I love to sit and read my newspapers, and try to work out what the reporter is telling me, and what I, with oft-times educated guesswork, know is not the full story. Have never taken to Twitter, life needs less frenetic stress and more time to digest unbiased, straightforward reportage and not rapid dumping of more information than the human brain can assimilate and assess in seconds! Rant over, thank you!

Esther Montgomery said...

Oh, it's so bothersome. No answers to any of these questions - in part because there's often not much to decide. Things just happen.

Don't read this as if I'm saying it in a world weary way - it's just that all the plates have been thrown in the air recently and it's not clear whether they'll stack themselves neatly as they land or smash. It's a hold-your-breath moment.

Esther

rachel said...

My son wanted to be a stunt man for most of his younger childhood years, despite a lack of interest in most physical pursuits (possibly a fantasy to annoy his mother!) then really messed up at school, which he loathed, and now lives a rather hand-to-mouth existence in London. And he seems happier than a lot of men I know, is literate, creative, opinionated and hardworking. I think a conventional education/career/marriage would have destroyed him. It was pretty hard to watch though.....
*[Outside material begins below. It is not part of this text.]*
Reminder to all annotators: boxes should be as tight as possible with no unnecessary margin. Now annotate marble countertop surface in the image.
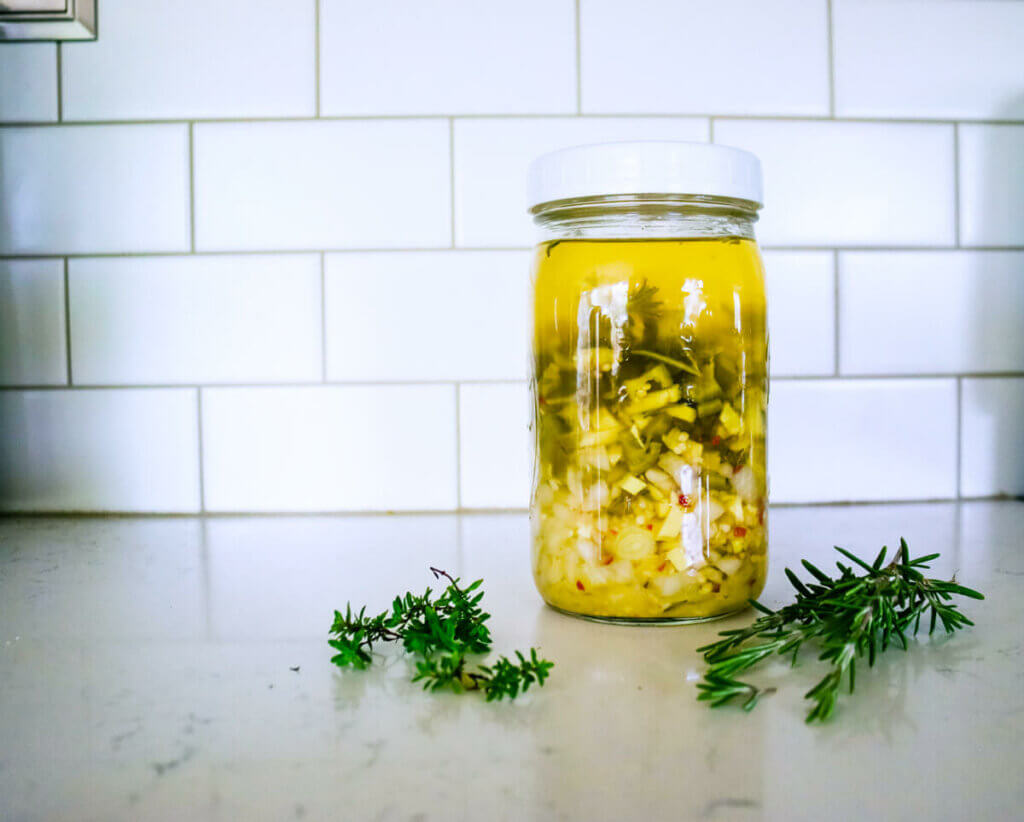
[1,501,1022,822]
private boarding school said...

Great post, this is always an interesting topic where children are oncerned.

CAMILLA said...

Great post Jane, remember my son saying he wanted to be in printing and my first thoughts were, heck, he has not even read any books lately, even though I did read to him voraciously when he was small.

Grandson has said he want's to have a career in food, a Chef or more so even a Nutritionist, although at first he wanted to be a Mechanic, something totally different completely.!

Granddaughter said years ago she wanted to be a top Lawyer and earn big bucks like Cherie Blair..... cerikey I thought, now decided to have a career Science based.

An interesting post Jane, like Zoe's comments on changing one's career and it need not be for ever.